Circuit breaker vs retry vs bulkhead — how do they compose?
They layer. Retry handles transient blips (1–2 attempts with jitter). Bulkhead isolates thread pools / semaphores so one slow dep can't starve others. Circuit breaker wraps both and short-circuits when the dep is clearly down. Typical order in code: Bulkhead → CircuitBreaker → Retry → TimeLimiter → call.
How is it implemented in a distributed system?
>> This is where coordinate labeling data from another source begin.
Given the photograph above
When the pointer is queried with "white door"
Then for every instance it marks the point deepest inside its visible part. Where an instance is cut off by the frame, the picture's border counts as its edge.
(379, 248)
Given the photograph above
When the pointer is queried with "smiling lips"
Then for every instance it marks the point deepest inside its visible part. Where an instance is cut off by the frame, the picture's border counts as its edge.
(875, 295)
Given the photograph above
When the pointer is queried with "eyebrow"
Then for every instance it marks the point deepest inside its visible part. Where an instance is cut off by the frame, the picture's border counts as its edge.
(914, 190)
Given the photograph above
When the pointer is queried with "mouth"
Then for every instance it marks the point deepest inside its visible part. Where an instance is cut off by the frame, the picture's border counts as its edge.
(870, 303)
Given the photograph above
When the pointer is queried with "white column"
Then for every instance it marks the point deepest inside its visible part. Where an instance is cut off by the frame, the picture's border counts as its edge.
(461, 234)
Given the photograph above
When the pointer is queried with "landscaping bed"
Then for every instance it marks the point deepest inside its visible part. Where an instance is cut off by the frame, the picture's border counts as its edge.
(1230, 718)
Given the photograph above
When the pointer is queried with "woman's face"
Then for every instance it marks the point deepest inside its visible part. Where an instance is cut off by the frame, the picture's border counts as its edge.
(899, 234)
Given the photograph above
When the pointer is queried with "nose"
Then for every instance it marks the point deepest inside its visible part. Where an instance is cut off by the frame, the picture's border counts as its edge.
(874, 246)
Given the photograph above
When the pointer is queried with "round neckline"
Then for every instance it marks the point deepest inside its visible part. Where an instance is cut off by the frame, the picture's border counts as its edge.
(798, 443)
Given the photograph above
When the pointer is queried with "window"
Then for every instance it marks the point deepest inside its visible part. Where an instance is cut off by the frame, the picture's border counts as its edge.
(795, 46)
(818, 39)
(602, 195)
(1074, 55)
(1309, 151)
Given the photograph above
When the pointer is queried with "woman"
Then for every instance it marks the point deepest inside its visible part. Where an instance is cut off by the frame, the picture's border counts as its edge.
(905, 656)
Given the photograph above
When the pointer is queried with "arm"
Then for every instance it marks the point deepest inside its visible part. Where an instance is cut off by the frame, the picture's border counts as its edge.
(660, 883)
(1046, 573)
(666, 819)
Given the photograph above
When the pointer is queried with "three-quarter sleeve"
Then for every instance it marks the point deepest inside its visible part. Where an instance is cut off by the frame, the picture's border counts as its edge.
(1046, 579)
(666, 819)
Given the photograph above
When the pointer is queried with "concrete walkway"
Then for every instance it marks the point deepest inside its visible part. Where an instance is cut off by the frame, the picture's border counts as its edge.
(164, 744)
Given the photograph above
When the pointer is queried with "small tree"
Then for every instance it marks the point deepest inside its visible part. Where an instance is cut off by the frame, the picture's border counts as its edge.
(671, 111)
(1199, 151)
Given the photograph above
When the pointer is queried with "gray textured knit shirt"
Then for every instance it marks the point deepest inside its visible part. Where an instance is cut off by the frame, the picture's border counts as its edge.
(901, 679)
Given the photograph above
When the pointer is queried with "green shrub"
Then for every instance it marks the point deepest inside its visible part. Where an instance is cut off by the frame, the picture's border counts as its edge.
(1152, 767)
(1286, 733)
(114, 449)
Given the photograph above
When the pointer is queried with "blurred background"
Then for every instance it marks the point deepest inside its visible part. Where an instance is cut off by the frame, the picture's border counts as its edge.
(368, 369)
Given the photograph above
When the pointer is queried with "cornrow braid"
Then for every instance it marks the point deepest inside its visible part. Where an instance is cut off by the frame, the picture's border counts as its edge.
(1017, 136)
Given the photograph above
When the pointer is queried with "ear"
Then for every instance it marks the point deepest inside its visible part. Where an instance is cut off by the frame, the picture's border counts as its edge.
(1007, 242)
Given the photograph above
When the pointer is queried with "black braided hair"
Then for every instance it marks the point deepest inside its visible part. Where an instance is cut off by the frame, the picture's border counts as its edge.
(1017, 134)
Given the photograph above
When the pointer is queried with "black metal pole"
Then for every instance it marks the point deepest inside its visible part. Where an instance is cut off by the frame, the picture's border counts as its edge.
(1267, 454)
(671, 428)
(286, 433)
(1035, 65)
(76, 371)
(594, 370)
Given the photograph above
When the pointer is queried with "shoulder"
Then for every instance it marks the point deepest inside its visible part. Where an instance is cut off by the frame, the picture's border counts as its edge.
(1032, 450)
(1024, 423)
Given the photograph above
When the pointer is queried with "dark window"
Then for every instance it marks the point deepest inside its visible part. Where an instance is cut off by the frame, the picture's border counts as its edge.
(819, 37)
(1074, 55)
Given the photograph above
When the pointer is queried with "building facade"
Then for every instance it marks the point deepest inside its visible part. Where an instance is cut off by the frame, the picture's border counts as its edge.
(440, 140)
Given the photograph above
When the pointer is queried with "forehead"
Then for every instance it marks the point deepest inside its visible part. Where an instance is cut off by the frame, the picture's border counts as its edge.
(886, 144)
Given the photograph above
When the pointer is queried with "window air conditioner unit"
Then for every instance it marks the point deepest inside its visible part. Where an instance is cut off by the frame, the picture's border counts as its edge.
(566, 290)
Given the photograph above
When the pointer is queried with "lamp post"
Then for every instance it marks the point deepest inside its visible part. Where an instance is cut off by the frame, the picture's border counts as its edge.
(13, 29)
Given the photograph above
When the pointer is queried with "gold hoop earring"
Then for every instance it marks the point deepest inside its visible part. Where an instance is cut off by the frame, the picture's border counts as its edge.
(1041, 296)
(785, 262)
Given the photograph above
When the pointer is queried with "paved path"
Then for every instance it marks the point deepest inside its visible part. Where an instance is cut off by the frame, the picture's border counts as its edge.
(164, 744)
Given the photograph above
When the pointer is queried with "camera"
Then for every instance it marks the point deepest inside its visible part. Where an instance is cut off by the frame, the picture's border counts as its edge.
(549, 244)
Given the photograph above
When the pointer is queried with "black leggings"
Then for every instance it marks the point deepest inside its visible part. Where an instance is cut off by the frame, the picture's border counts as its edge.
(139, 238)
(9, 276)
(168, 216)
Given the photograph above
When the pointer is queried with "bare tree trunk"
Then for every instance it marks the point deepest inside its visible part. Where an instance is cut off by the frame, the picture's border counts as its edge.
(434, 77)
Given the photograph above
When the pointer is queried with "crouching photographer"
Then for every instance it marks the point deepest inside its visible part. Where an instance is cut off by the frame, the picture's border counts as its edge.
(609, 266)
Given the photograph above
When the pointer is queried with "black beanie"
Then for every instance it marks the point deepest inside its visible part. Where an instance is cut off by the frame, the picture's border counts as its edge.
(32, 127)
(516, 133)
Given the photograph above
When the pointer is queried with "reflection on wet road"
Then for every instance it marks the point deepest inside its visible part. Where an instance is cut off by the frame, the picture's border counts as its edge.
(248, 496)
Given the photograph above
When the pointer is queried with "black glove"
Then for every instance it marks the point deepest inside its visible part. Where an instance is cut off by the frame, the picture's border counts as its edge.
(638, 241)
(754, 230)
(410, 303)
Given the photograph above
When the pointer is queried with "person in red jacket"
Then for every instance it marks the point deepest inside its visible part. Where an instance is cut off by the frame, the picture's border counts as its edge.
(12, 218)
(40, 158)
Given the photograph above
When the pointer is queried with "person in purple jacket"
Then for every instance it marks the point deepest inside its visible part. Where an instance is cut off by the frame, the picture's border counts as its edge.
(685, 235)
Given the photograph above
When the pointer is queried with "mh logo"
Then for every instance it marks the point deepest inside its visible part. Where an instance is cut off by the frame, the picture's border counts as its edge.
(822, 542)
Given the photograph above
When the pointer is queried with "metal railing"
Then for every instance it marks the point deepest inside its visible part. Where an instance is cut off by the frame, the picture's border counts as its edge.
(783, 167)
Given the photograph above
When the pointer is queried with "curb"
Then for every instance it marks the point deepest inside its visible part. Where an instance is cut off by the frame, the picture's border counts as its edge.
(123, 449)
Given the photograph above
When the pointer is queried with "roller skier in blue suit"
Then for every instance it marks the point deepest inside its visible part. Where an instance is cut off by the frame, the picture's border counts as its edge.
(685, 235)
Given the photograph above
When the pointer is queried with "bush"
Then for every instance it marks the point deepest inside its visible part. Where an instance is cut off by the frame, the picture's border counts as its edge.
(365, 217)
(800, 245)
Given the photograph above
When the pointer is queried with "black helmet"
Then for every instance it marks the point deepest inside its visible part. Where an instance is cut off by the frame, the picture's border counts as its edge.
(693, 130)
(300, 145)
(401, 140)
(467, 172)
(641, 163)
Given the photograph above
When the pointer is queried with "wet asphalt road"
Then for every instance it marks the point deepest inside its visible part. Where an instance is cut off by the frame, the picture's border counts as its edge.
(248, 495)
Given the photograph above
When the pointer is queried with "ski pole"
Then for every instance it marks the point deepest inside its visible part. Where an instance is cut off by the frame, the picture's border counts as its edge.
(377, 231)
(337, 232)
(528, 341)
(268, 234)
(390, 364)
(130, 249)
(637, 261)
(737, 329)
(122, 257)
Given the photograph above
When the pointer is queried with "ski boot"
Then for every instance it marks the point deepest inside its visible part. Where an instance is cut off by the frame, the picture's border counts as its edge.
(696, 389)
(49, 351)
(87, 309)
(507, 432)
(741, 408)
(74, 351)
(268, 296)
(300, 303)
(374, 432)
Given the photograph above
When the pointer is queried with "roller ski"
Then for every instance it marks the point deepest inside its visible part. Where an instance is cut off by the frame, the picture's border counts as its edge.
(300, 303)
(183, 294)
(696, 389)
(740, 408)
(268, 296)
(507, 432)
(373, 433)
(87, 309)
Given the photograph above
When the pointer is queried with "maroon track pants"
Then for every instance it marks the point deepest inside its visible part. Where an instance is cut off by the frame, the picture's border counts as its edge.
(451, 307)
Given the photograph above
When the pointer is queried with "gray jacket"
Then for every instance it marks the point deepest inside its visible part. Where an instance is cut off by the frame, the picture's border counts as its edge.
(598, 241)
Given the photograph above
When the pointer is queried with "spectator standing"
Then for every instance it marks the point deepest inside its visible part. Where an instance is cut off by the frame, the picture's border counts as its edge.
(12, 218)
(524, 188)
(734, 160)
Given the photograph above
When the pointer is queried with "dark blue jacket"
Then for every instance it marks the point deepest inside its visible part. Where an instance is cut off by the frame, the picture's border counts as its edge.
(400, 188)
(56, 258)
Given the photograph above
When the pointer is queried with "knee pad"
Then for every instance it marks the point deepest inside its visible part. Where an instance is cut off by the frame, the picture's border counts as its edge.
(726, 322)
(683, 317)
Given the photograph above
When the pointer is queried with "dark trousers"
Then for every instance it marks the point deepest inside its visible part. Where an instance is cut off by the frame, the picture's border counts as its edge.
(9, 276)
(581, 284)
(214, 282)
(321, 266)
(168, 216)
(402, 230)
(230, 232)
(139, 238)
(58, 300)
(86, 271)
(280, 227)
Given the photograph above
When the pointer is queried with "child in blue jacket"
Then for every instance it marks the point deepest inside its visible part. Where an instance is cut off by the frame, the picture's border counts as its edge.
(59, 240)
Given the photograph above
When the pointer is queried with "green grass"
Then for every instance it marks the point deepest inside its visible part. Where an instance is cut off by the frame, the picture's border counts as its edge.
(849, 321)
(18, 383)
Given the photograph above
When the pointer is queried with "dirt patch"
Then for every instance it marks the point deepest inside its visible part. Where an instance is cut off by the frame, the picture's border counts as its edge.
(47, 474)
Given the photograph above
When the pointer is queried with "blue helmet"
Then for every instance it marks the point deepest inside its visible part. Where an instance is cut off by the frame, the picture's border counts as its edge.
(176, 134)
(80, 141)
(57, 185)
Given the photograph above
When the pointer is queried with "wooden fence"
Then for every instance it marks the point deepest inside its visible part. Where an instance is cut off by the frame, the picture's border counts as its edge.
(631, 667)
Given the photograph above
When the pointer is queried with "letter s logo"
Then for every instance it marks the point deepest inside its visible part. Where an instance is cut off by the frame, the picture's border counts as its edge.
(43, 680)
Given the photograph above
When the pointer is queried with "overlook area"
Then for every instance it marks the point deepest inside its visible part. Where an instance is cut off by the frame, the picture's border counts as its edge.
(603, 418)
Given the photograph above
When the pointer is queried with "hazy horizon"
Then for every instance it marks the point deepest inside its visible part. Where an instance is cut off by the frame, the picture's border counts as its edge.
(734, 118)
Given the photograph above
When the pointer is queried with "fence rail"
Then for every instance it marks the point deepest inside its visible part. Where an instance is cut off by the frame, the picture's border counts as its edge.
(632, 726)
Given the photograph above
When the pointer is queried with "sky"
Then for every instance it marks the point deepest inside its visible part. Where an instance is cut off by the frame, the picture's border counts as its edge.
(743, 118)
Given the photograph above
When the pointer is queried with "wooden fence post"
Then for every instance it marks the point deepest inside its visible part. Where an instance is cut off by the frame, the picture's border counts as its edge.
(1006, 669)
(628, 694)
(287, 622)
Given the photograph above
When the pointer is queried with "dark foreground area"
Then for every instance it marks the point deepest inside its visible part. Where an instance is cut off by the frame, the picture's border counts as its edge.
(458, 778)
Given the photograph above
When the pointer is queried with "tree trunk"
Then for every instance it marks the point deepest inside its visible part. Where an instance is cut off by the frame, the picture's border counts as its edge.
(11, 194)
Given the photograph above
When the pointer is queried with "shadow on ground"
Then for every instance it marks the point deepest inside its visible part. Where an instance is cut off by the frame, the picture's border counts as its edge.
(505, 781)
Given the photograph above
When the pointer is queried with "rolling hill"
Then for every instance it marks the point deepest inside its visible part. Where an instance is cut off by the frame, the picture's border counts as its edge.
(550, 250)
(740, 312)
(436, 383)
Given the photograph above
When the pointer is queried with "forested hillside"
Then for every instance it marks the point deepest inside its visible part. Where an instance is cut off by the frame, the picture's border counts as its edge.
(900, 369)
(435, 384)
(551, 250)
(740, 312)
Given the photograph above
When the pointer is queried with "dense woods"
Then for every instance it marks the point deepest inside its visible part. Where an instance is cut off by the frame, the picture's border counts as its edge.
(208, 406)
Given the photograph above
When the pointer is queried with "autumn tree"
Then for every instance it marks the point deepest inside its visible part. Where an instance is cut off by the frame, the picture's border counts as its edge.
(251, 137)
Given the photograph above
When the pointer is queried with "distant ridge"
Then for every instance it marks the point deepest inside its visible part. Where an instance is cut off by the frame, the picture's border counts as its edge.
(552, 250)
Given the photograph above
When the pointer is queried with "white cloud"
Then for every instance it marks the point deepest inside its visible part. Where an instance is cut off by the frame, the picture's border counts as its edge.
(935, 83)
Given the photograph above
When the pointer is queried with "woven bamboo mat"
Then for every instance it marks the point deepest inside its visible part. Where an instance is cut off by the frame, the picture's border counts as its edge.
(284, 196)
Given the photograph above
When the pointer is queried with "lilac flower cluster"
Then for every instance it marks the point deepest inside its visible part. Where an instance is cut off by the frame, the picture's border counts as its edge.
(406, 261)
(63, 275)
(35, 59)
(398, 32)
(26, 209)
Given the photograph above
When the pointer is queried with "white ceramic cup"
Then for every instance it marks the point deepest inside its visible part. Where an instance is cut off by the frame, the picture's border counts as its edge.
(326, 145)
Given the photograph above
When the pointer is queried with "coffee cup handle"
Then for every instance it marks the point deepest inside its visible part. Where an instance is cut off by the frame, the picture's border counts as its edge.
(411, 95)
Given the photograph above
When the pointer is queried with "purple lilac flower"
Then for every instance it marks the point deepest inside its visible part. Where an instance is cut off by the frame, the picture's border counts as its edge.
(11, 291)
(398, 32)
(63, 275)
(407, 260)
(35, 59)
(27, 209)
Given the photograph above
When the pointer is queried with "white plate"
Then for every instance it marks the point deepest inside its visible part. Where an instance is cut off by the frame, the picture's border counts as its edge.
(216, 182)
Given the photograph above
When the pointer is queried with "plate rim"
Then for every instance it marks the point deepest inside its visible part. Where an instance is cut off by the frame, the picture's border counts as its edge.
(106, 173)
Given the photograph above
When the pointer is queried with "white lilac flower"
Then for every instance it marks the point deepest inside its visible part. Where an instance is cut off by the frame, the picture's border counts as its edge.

Usually per-instance, in-process — each service instance tracks its own stats (Resilience4j, Polly, gobreaker). Sharing state across instances via Redis is rarely worth the added dependency and latency. Service meshes (Istio/Envoy) push this to the sidecar so app code stays clean.
What metrics do you emit?
State transitions (closed→open is a paging event), failure rate, slow-call rate, number of rejected calls, and calls in each state. Alert on repeated open→half-open→open cycles — that means the dep is flapping, not recovering.
Common pitfalls?
  • Tripping on 4xx — exclude them.
  • No jitter in retries before the breaker — creates thundering herds when OPEN→HALF-OPEN.
  • Sharing one breaker across multiple endpoints of the same host — mask isolated problems. Use per-operation breakers.
  • No fallback — a tripped breaker that throws still propagates errors; give callers a graceful path.

Libraries to Know

Java: Resilience4j (current), Hystrix (deprecated 2018). .NET: Polly. Go: gobreaker, sony/gobreaker. Node.js: opossum. Service mesh: Istio outlier detection, Envoy circuit breaking.